1. Habitat satwa langka
Hutan bakau sering menjadi habitat jenis-jenis satwa. Lebih dari 100 jenis burung hidup di sini, dan daratan lumpur yang luas berbatasan dengan hutan bakau merupakan tempat mendaratnya ribuan burung pantai ringan migran, termasuk jenis burung langka Blekok Asia (Limnodrumus semipalmatus).
2. Pelindung terhadap bencana alam
Vegetasi hutan bakau dapat melindungi bangunan, tanaman pertanian, atau vegetasi alami dari kerusakan akibat badai atau angin yang bermuatan garam melalui proses filtrasi.
3. Pengendapan lumpur
Sifat fisik tanaman pada hutan bakau membantu proses pengendapan lumpur. Pengendapan lumpur berhubungan erat dengan penghilangan racun dan unsur hara air, karena bahan-bahan tersebut seringkali terikat pada partikel lumpur. Dengan hutan bakau, kualitas air laut terjaga dari endapan lumpur erosi.
4. Penambah unsur hara
Sifat fisik hutan bakau cenderung memperlambat aliran air dan terjadi pengendapan. Seiring dengan proses pengendapan ini terjadi unsur hara yang berasal dari berbagai sumber, termasuk pencucian dari areal pertanian.
5. Penambat racun
Banyak racun yang memasuki ekosistem perairan dalam keadaan terikat pada permukaan lumpur atau terdapat di antara kisi-kisi molekul partikel tanah air. Beberapa spesies tertentu dalam hutan bakau bahkan membantu proses penambatan racun secara aktif.
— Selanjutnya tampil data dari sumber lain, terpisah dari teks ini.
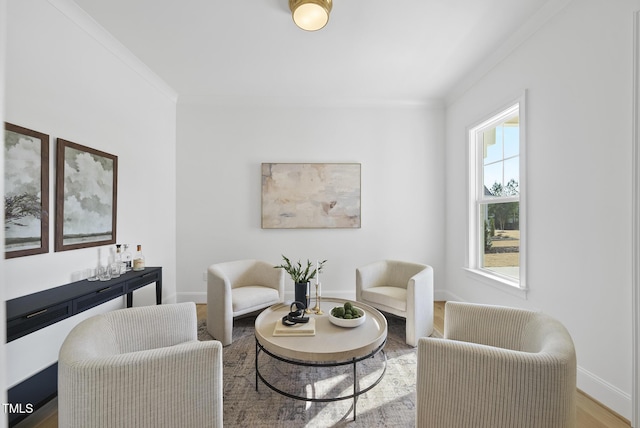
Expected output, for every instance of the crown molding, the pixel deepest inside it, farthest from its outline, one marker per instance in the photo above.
(83, 20)
(550, 9)
(355, 102)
6. Sumber alam dalam kawasan (In-Situ) dan luar Kawasan (Ex-Situ)
Hasil alam in-situ mencakup semua fauna dan hasil pertambangan atau mineral yang dapat dimanfaatkan secara langsung di dalam kawasan. Sedangkan sumber alam ex-situ meliputi produk-produk alamiah di hutan mangrove dan terangkut/berpindah ke tempat lain yang kemudian digunakan oleh masyarakat di daerah tersebut, menjadi sumber makanan bagi organisme lain atau menyediakan fungsi lain seperti menambah luas pantai karena pemindahan pasir dan lumpur.
7. Transportasi
Pada beberapa hutan mangrove, transportasi melalui air merupakan cara yang paling efisien dan paling sesuai dengan lingkungan.
8. Sumber plasma nutfah
Plasma nutfah dari kehidupan liar sangat besar manfaatnya baik bagi perbaikan jenis-jenis satwa komersial maupun untuk memelihara populasi kehidupan liar itu sendiri.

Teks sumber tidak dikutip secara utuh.